Last time, we covered a list of 10 common performance pitfalls that can prevent users from seeing speedup in a Cilk™ Plus program. To quickly recap, the list is repeated below:
- Parallel regions with insufficient work.
- Parallel regions with insufficient parallelism.
- Code that explicitly depends on the number of workers/cores.
- Tasks that are too fine-grained.
- Different compiler optimizations between serial and parallel versions.
- Reducer inefficiencies.
- Data races or contention from sharing.
- Parallel regions that are memory-bandwidth bound.
- Bugs in timing methodology.
- Nested calls to code parallelized using operating-system threads or OpenMP.
Part 1 discussed the first 5 items. In this article, I briefly describe the 5 remaining pitfalls on the list and some ways to avoid them.
6. Reducer inefficiencies
Reducers are a convenient construct for eliminating races on shared variables. But there are three common reducer-related performance pitfalls that one may encounter.
First, reducers can sometimes interact with compiler optimizations
in unexpected ways, as discussed in Pitfall #5 (Different compiler optimizations between
serial and parallel versions). Consider a simple parallel loop
with a nested serial loop, shown in Figure 1(a), that updates a
reducer. In an unoptimized implementation of reducers, every update
to sum
would perform a reducer
lookup — a call to the Cilk Plus runtime to find
the appropriate view of a reducer for each update. Since the inner
for
loop is serial, however, the reducer view is actually
guaranteed to remain the same through all m
iterations of
each instance of the inner loop.
// (a) Nested loops that access a reducer. cilk::reducer_opadd<int> sum(0); cilk_for (int i = 0; i < n; ++i) { for (int j = 0; j < m; ++j) { sum += (i+j); } } // (b) A manually optimized version of the loop from (a). cilk::reducer_opadd<int> sum(0); cilk_for (int i = 0; i < n; ++i) { int tmp_sum = 0; for (int j = 0; j < m; ++j) { tmp_sum += (i+j); } sum += tmp_sum; } |
Figure 1: A serial loop accessing a reducer, nested inside a parallel loop. The code in (a) shows the normal version, while (b) shows a manually optimized version that eliminates reducer lookups from the inner loop. |
For a simple code example like Figure 1(a), the compiler is
usually able to optimize by hoisting the lookup of the reducer out of
the inner serial loop, so that at most one lookup happens for each
iteration of the cilk_for
. This optimization can result
in a significant speedup compared to the unoptimized version. The
effect of this optimization may be further magnified if the compiler
manages to vectorize the inner loop.
Unfortunately, as we discussed in pitfall #5, the compiler may sometimes miss this optimization, if some code changes prevent the compiler from recognizing this pattern. In these situations, one can often get most (but not necessarily all) of the benefits of this optimization by manually transforming the loop into the code in Figure 1(b).

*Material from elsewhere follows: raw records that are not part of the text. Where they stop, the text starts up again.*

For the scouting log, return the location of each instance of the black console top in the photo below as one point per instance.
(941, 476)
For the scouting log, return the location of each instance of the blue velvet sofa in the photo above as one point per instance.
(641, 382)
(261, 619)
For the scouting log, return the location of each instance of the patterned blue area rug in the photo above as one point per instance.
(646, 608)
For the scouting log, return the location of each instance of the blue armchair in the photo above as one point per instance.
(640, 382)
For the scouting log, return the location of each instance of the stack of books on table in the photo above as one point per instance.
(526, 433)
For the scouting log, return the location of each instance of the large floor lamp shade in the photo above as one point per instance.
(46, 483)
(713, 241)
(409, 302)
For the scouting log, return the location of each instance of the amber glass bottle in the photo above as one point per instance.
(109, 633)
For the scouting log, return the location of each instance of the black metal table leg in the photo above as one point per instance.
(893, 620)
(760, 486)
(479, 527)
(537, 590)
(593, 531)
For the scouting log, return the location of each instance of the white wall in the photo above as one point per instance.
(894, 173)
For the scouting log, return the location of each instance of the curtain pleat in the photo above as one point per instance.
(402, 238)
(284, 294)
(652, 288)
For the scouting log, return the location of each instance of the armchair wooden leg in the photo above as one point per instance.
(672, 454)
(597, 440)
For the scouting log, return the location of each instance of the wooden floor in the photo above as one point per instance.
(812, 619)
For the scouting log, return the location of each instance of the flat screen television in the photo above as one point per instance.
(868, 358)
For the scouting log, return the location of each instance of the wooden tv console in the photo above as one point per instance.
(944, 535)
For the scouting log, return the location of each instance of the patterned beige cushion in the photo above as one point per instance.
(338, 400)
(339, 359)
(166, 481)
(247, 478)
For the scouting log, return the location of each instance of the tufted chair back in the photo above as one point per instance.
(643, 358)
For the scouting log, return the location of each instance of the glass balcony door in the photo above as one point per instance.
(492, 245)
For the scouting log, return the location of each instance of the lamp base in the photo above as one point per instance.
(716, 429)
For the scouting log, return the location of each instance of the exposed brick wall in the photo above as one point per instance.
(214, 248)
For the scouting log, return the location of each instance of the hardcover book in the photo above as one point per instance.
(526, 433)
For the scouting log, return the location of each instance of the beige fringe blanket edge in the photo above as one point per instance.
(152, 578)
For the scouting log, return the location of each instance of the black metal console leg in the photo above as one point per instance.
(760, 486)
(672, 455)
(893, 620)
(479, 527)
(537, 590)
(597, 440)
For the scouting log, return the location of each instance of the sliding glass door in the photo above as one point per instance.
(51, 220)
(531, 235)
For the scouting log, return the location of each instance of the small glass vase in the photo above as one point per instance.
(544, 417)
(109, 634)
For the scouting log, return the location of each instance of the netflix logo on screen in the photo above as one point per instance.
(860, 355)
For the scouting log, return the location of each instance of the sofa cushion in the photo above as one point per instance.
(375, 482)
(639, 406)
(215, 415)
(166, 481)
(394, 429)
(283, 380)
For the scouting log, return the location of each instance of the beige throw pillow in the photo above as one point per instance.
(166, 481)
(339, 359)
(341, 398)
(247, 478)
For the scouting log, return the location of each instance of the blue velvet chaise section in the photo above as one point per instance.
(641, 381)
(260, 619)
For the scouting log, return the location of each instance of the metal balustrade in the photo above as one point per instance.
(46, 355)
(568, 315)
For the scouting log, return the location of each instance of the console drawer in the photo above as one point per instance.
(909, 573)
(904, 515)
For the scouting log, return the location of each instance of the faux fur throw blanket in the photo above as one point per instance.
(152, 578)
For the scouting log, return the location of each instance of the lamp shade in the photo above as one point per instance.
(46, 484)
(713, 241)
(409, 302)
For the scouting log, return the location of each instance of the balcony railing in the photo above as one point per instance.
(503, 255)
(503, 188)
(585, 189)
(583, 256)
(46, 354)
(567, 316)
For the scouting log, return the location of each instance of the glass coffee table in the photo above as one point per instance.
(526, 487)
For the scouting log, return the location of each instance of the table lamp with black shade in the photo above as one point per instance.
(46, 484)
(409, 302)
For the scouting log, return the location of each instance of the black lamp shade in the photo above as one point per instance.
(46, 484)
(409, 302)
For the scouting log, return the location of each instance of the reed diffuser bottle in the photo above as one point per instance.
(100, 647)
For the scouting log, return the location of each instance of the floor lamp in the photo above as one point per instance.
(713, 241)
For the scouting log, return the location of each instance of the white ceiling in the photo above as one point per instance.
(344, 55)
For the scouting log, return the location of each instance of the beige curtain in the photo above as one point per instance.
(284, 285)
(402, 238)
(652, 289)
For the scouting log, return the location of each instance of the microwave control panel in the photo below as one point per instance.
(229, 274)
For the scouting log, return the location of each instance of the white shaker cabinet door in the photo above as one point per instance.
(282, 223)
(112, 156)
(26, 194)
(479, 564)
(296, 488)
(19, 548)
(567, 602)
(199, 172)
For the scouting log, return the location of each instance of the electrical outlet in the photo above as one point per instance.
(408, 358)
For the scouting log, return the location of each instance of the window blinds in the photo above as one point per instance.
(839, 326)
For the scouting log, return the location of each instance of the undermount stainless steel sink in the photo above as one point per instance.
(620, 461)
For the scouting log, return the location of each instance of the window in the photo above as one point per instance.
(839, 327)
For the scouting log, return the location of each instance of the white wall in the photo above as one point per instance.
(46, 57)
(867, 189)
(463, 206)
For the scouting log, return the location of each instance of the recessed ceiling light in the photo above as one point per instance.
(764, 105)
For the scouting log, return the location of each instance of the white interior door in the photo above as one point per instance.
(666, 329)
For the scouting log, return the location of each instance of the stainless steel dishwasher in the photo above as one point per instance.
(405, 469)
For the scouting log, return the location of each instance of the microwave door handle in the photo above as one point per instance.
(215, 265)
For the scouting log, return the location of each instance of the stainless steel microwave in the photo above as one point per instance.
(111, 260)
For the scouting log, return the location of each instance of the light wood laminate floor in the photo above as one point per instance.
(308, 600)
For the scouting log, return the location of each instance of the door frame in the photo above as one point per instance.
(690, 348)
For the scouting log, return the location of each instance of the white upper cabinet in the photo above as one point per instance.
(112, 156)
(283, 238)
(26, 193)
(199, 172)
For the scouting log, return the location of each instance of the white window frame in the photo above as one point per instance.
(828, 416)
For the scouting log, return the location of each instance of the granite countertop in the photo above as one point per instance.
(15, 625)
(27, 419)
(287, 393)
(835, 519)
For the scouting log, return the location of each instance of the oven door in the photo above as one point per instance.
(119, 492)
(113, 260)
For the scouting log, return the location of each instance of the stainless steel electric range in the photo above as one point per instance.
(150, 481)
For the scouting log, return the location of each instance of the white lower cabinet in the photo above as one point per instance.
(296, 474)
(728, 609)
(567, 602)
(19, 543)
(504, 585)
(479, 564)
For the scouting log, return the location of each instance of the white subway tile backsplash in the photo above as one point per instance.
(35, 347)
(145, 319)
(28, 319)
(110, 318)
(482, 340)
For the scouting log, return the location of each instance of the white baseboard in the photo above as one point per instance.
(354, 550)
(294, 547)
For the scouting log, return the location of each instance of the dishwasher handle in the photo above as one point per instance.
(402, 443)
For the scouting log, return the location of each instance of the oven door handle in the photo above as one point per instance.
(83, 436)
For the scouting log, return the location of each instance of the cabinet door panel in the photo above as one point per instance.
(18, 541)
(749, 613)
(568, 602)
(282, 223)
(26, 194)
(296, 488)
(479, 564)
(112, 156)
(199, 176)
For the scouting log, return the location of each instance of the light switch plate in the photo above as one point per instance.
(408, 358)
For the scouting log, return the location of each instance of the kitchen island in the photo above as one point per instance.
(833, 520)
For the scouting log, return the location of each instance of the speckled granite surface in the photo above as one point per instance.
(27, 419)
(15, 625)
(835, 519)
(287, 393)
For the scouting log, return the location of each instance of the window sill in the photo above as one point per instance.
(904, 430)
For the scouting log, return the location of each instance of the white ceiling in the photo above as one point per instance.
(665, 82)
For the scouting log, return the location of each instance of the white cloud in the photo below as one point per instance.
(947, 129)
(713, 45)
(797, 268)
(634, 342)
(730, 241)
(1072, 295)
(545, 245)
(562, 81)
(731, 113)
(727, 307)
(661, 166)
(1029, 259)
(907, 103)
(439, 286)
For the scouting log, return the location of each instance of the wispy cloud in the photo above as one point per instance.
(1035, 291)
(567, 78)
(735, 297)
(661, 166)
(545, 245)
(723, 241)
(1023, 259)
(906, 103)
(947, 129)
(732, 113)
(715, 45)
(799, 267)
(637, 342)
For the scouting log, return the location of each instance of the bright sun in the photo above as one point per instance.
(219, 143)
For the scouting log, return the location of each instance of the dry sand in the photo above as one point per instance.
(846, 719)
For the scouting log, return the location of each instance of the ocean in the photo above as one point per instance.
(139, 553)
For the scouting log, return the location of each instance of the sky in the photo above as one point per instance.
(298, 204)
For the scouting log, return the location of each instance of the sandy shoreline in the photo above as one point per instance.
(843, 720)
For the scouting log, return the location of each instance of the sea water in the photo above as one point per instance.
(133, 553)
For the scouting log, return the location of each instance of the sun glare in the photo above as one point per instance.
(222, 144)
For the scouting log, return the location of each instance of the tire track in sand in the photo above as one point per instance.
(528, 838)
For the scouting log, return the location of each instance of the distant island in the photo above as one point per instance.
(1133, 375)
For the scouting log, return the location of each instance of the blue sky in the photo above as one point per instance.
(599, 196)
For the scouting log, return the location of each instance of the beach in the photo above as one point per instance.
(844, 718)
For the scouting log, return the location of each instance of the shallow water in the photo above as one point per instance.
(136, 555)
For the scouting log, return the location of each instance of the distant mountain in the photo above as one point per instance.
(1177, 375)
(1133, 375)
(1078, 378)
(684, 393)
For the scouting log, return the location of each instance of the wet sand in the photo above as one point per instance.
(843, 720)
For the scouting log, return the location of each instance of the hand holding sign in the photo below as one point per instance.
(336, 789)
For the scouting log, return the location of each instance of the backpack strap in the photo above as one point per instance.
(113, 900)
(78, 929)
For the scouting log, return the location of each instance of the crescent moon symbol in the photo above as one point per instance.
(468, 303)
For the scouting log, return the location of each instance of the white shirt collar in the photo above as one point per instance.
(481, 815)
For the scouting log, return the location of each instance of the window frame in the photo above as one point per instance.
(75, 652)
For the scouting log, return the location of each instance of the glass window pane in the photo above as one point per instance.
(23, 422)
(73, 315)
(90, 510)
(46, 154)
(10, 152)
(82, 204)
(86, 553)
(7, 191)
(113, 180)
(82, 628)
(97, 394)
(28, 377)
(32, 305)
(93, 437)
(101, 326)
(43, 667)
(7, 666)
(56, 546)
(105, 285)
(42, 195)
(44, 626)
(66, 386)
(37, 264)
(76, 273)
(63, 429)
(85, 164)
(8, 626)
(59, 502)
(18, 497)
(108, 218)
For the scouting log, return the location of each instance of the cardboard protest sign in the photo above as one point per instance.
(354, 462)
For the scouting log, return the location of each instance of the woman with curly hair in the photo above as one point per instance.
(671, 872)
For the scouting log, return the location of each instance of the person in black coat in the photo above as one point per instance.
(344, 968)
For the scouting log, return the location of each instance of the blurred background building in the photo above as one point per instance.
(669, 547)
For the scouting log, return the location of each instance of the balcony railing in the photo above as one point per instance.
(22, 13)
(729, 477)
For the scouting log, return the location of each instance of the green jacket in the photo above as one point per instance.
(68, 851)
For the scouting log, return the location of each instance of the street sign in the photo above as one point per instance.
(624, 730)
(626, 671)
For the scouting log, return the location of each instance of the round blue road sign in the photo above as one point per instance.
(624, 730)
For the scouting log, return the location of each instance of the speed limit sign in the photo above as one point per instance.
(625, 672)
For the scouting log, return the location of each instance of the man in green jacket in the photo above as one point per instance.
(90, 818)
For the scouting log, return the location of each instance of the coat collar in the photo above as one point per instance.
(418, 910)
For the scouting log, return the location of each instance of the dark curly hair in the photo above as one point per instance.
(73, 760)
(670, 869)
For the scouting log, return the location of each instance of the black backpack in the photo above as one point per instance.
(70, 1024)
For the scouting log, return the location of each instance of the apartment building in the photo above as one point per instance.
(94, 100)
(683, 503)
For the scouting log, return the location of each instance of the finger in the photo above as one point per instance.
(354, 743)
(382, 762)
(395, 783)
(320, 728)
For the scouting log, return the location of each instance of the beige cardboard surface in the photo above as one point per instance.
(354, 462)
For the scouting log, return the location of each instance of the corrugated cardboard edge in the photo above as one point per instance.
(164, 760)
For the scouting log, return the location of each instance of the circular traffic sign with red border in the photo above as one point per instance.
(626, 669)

Second, a Cilk Plus program may have performance problems if it
has a large number of reducers active at once. The Cilk Plus runtime
creates reducer maps on each worker thread,
which roughly speaking, stores the worker's current views for reducers
in a hash map. When a function invoked by a cilk_spawn
returns, or when the function reaches a cilk_sync
statement, the runtime merges reducer maps together, combining the
views stored in the maps. Each merge of a reducer map requires time
proportional to the number of reducer views stored in the map. Thus,
although having a program with tens of different reducers is usually
ok, having programs with hundreds or thousands of different reducers
active at once is unlikely to perform as well, since the runtime
incurs significant overhead to merge reducers.
If a parallel computation densely accesses a large set of reducers, it may be better to combine these reducers together into a single custom reducer. If a computation always accesses a group of reducers together, then combining them reducers overhead. Note however, that the runtime initializes reducer views lazily, so a reducer that is never accessed in a parallel subcomputation does not generate any views to merge from that subcomputation. Thus, in other cases, combining unrelated reducers from otherwise disjoint computations could actually hurt performance.
Finally, a Cilk Plus program may have some scalability issues if
it uses custom reducers with expensive (i.e., non-constant-time)
reduce
operations. In general, the overhead of
reductions generally increases as the number of workers threads
increases, since more workers means more successful steals, and each
successful steal may create more reducer views that need to be merged.
When the reduce
function of a custom reducer is
expensive, and the number of workers is large (e.g., on an Intel Xeon
Phi coprocessor), the work required to execute reductions may become
significant. This problem does not arise too often in practice, but
it is an issue to keep in mind when using an expensive custom reducer.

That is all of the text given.